I’m currently sitting on an assortment of ice packs because I drank too many hurricanes at the beach and failed to reapply sunscreen appropriately so the back of my legs are super pink and hurt quite a lot. If you’re prone to sunburns, you know that if a sunburn is already hurting within a few hours of leaving the beach, you have a rough couple of days coming up. But I’m a champ and I refuse to stay in tonight because of this so I’m doing damage control right now.

I’ve never gone as far as sitting on ice packs before, but desperate times call for desperate measures.

Plus, the front of my legs and arms and stomach are a little less pale. So, if just one part of me got a super bad sunburn but the rest of me is more normal looking, I don’t give a damn. No pain, no gain.

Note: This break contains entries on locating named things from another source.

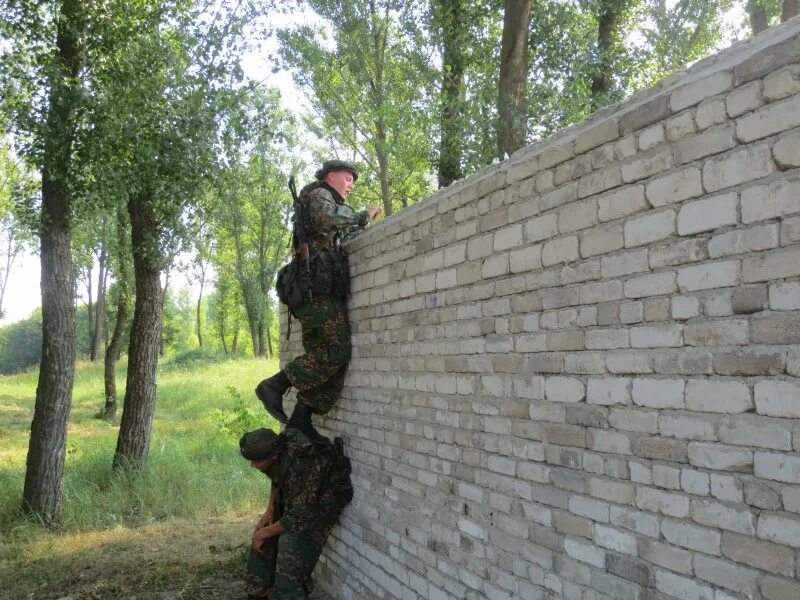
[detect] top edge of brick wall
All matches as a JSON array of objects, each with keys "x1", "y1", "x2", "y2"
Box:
[{"x1": 346, "y1": 16, "x2": 800, "y2": 252}]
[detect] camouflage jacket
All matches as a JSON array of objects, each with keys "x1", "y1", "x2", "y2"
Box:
[
  {"x1": 300, "y1": 181, "x2": 369, "y2": 256},
  {"x1": 267, "y1": 429, "x2": 352, "y2": 532}
]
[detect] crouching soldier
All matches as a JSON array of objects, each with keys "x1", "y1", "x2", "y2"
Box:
[
  {"x1": 239, "y1": 428, "x2": 353, "y2": 600},
  {"x1": 256, "y1": 160, "x2": 381, "y2": 443}
]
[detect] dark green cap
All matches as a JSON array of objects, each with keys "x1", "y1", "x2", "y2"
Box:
[
  {"x1": 314, "y1": 158, "x2": 358, "y2": 181},
  {"x1": 239, "y1": 428, "x2": 283, "y2": 460}
]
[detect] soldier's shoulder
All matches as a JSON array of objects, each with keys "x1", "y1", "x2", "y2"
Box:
[{"x1": 300, "y1": 181, "x2": 333, "y2": 202}]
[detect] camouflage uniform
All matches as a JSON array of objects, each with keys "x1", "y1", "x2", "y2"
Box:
[
  {"x1": 245, "y1": 428, "x2": 353, "y2": 600},
  {"x1": 284, "y1": 181, "x2": 369, "y2": 414}
]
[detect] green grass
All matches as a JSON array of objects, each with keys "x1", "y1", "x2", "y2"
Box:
[{"x1": 0, "y1": 356, "x2": 277, "y2": 599}]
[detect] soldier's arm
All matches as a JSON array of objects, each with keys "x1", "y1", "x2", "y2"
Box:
[{"x1": 306, "y1": 188, "x2": 370, "y2": 233}]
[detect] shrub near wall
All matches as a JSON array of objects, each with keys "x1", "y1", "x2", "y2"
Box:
[{"x1": 284, "y1": 19, "x2": 800, "y2": 600}]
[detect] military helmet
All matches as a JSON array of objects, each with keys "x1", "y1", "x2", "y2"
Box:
[
  {"x1": 239, "y1": 427, "x2": 284, "y2": 460},
  {"x1": 314, "y1": 158, "x2": 358, "y2": 181}
]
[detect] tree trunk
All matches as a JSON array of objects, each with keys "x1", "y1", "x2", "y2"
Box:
[
  {"x1": 86, "y1": 265, "x2": 94, "y2": 355},
  {"x1": 591, "y1": 0, "x2": 630, "y2": 110},
  {"x1": 197, "y1": 267, "x2": 206, "y2": 348},
  {"x1": 22, "y1": 0, "x2": 83, "y2": 523},
  {"x1": 114, "y1": 195, "x2": 163, "y2": 468},
  {"x1": 89, "y1": 229, "x2": 108, "y2": 362},
  {"x1": 781, "y1": 0, "x2": 800, "y2": 23},
  {"x1": 438, "y1": 0, "x2": 466, "y2": 188},
  {"x1": 103, "y1": 290, "x2": 128, "y2": 421},
  {"x1": 747, "y1": 0, "x2": 769, "y2": 35},
  {"x1": 497, "y1": 0, "x2": 531, "y2": 160}
]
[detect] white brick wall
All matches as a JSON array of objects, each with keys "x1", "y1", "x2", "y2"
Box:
[{"x1": 281, "y1": 19, "x2": 800, "y2": 600}]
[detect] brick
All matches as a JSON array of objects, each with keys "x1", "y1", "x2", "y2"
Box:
[
  {"x1": 714, "y1": 350, "x2": 784, "y2": 372},
  {"x1": 742, "y1": 248, "x2": 800, "y2": 283},
  {"x1": 608, "y1": 352, "x2": 653, "y2": 374},
  {"x1": 661, "y1": 519, "x2": 722, "y2": 556},
  {"x1": 564, "y1": 538, "x2": 606, "y2": 569},
  {"x1": 681, "y1": 469, "x2": 710, "y2": 496},
  {"x1": 524, "y1": 214, "x2": 558, "y2": 242},
  {"x1": 708, "y1": 223, "x2": 779, "y2": 258},
  {"x1": 645, "y1": 167, "x2": 703, "y2": 208},
  {"x1": 755, "y1": 380, "x2": 800, "y2": 419},
  {"x1": 558, "y1": 198, "x2": 597, "y2": 233},
  {"x1": 638, "y1": 123, "x2": 665, "y2": 151},
  {"x1": 542, "y1": 235, "x2": 580, "y2": 267},
  {"x1": 686, "y1": 379, "x2": 753, "y2": 414},
  {"x1": 672, "y1": 296, "x2": 700, "y2": 320},
  {"x1": 678, "y1": 260, "x2": 740, "y2": 292},
  {"x1": 658, "y1": 413, "x2": 717, "y2": 441},
  {"x1": 691, "y1": 499, "x2": 756, "y2": 535},
  {"x1": 772, "y1": 131, "x2": 800, "y2": 169},
  {"x1": 769, "y1": 281, "x2": 800, "y2": 310},
  {"x1": 650, "y1": 239, "x2": 708, "y2": 269},
  {"x1": 756, "y1": 513, "x2": 800, "y2": 548},
  {"x1": 694, "y1": 554, "x2": 761, "y2": 598},
  {"x1": 545, "y1": 377, "x2": 586, "y2": 402},
  {"x1": 664, "y1": 112, "x2": 695, "y2": 142},
  {"x1": 578, "y1": 165, "x2": 622, "y2": 198},
  {"x1": 741, "y1": 172, "x2": 800, "y2": 223},
  {"x1": 731, "y1": 285, "x2": 767, "y2": 315},
  {"x1": 694, "y1": 98, "x2": 727, "y2": 130},
  {"x1": 580, "y1": 225, "x2": 625, "y2": 258},
  {"x1": 632, "y1": 379, "x2": 685, "y2": 409},
  {"x1": 719, "y1": 415, "x2": 792, "y2": 450},
  {"x1": 675, "y1": 123, "x2": 736, "y2": 165},
  {"x1": 725, "y1": 81, "x2": 764, "y2": 118},
  {"x1": 678, "y1": 194, "x2": 739, "y2": 235},
  {"x1": 625, "y1": 272, "x2": 678, "y2": 298},
  {"x1": 656, "y1": 348, "x2": 714, "y2": 375},
  {"x1": 639, "y1": 540, "x2": 692, "y2": 576},
  {"x1": 624, "y1": 210, "x2": 676, "y2": 248},
  {"x1": 600, "y1": 249, "x2": 650, "y2": 278},
  {"x1": 750, "y1": 313, "x2": 800, "y2": 344},
  {"x1": 764, "y1": 65, "x2": 800, "y2": 102},
  {"x1": 575, "y1": 119, "x2": 619, "y2": 154},
  {"x1": 636, "y1": 487, "x2": 689, "y2": 520},
  {"x1": 592, "y1": 524, "x2": 637, "y2": 556},
  {"x1": 630, "y1": 325, "x2": 683, "y2": 348},
  {"x1": 597, "y1": 185, "x2": 649, "y2": 221},
  {"x1": 688, "y1": 442, "x2": 753, "y2": 473},
  {"x1": 761, "y1": 576, "x2": 800, "y2": 600},
  {"x1": 620, "y1": 94, "x2": 669, "y2": 134},
  {"x1": 509, "y1": 244, "x2": 542, "y2": 273},
  {"x1": 633, "y1": 437, "x2": 688, "y2": 462},
  {"x1": 754, "y1": 452, "x2": 800, "y2": 483},
  {"x1": 669, "y1": 71, "x2": 733, "y2": 112},
  {"x1": 736, "y1": 96, "x2": 800, "y2": 142},
  {"x1": 703, "y1": 144, "x2": 775, "y2": 192}
]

This is what my mom made me wear at the beach when I was younger to protect me from the vicious sun:

I had two choices. Either wear that or have to stay at the house. Obviously, I chose the beach.

And understandably, I have self-esteem issues from being pale now. When Mary saw this picture a couple years ago, she said…

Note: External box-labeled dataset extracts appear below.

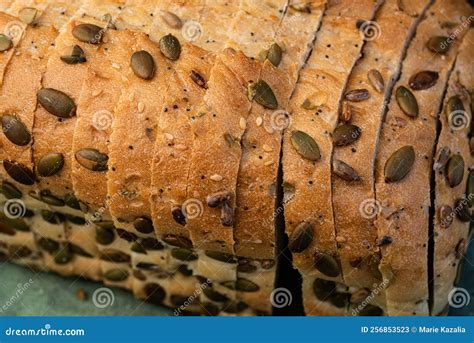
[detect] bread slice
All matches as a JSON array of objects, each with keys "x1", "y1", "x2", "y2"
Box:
[
  {"x1": 431, "y1": 29, "x2": 474, "y2": 315},
  {"x1": 375, "y1": 0, "x2": 470, "y2": 315},
  {"x1": 282, "y1": 1, "x2": 377, "y2": 318},
  {"x1": 332, "y1": 0, "x2": 430, "y2": 296}
]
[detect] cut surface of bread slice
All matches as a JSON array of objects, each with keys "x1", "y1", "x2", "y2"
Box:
[{"x1": 375, "y1": 0, "x2": 470, "y2": 315}]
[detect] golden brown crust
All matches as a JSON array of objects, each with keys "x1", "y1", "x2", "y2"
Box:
[
  {"x1": 431, "y1": 29, "x2": 474, "y2": 314},
  {"x1": 375, "y1": 0, "x2": 469, "y2": 315},
  {"x1": 332, "y1": 0, "x2": 428, "y2": 288}
]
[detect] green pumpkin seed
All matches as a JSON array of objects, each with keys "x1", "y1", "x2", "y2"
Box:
[
  {"x1": 160, "y1": 10, "x2": 183, "y2": 29},
  {"x1": 290, "y1": 131, "x2": 321, "y2": 161},
  {"x1": 426, "y1": 36, "x2": 451, "y2": 55},
  {"x1": 408, "y1": 70, "x2": 439, "y2": 91},
  {"x1": 0, "y1": 33, "x2": 13, "y2": 52},
  {"x1": 171, "y1": 248, "x2": 198, "y2": 261},
  {"x1": 344, "y1": 89, "x2": 370, "y2": 102},
  {"x1": 130, "y1": 50, "x2": 156, "y2": 80},
  {"x1": 60, "y1": 45, "x2": 87, "y2": 64},
  {"x1": 72, "y1": 24, "x2": 105, "y2": 44},
  {"x1": 313, "y1": 278, "x2": 336, "y2": 301},
  {"x1": 202, "y1": 287, "x2": 229, "y2": 302},
  {"x1": 104, "y1": 269, "x2": 128, "y2": 282},
  {"x1": 75, "y1": 148, "x2": 109, "y2": 172},
  {"x1": 247, "y1": 80, "x2": 278, "y2": 110},
  {"x1": 0, "y1": 181, "x2": 23, "y2": 199},
  {"x1": 54, "y1": 245, "x2": 73, "y2": 265},
  {"x1": 332, "y1": 159, "x2": 362, "y2": 181},
  {"x1": 358, "y1": 305, "x2": 383, "y2": 316},
  {"x1": 2, "y1": 115, "x2": 31, "y2": 146},
  {"x1": 64, "y1": 194, "x2": 81, "y2": 210},
  {"x1": 143, "y1": 283, "x2": 166, "y2": 305},
  {"x1": 3, "y1": 160, "x2": 36, "y2": 186},
  {"x1": 37, "y1": 88, "x2": 76, "y2": 119},
  {"x1": 288, "y1": 222, "x2": 313, "y2": 253},
  {"x1": 204, "y1": 250, "x2": 237, "y2": 263},
  {"x1": 133, "y1": 217, "x2": 155, "y2": 234},
  {"x1": 446, "y1": 154, "x2": 464, "y2": 188},
  {"x1": 267, "y1": 43, "x2": 283, "y2": 67},
  {"x1": 163, "y1": 234, "x2": 193, "y2": 249},
  {"x1": 395, "y1": 86, "x2": 419, "y2": 118},
  {"x1": 100, "y1": 249, "x2": 131, "y2": 263},
  {"x1": 38, "y1": 237, "x2": 60, "y2": 254},
  {"x1": 36, "y1": 152, "x2": 64, "y2": 177},
  {"x1": 367, "y1": 69, "x2": 385, "y2": 93},
  {"x1": 332, "y1": 124, "x2": 362, "y2": 146},
  {"x1": 384, "y1": 145, "x2": 415, "y2": 183},
  {"x1": 160, "y1": 33, "x2": 181, "y2": 61},
  {"x1": 314, "y1": 252, "x2": 341, "y2": 277},
  {"x1": 95, "y1": 226, "x2": 115, "y2": 245}
]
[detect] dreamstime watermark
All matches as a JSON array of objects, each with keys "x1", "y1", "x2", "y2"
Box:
[
  {"x1": 0, "y1": 278, "x2": 35, "y2": 313},
  {"x1": 270, "y1": 287, "x2": 293, "y2": 308},
  {"x1": 448, "y1": 287, "x2": 471, "y2": 308},
  {"x1": 92, "y1": 287, "x2": 115, "y2": 308}
]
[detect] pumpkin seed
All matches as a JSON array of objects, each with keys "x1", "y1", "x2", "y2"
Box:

You look like the anthropologists in the fieldwork documentaries I have to watch for class.


I was also weirdly tall with the longest/boniest arms and legs of all time. You couldn’t pay me to go back to elementary school. Thankfully, I reached a max height of only 5’7″ and while I still have really long legs, that’s more of an asset at this point. I get a lot of free drinks. Maybe someday I’ll come to terms with my pale skin too. But it’s doubtful.

Also, Ben notified me that it costs $35 to watch the Steelers games from last season. Eff that. The memories are all I need.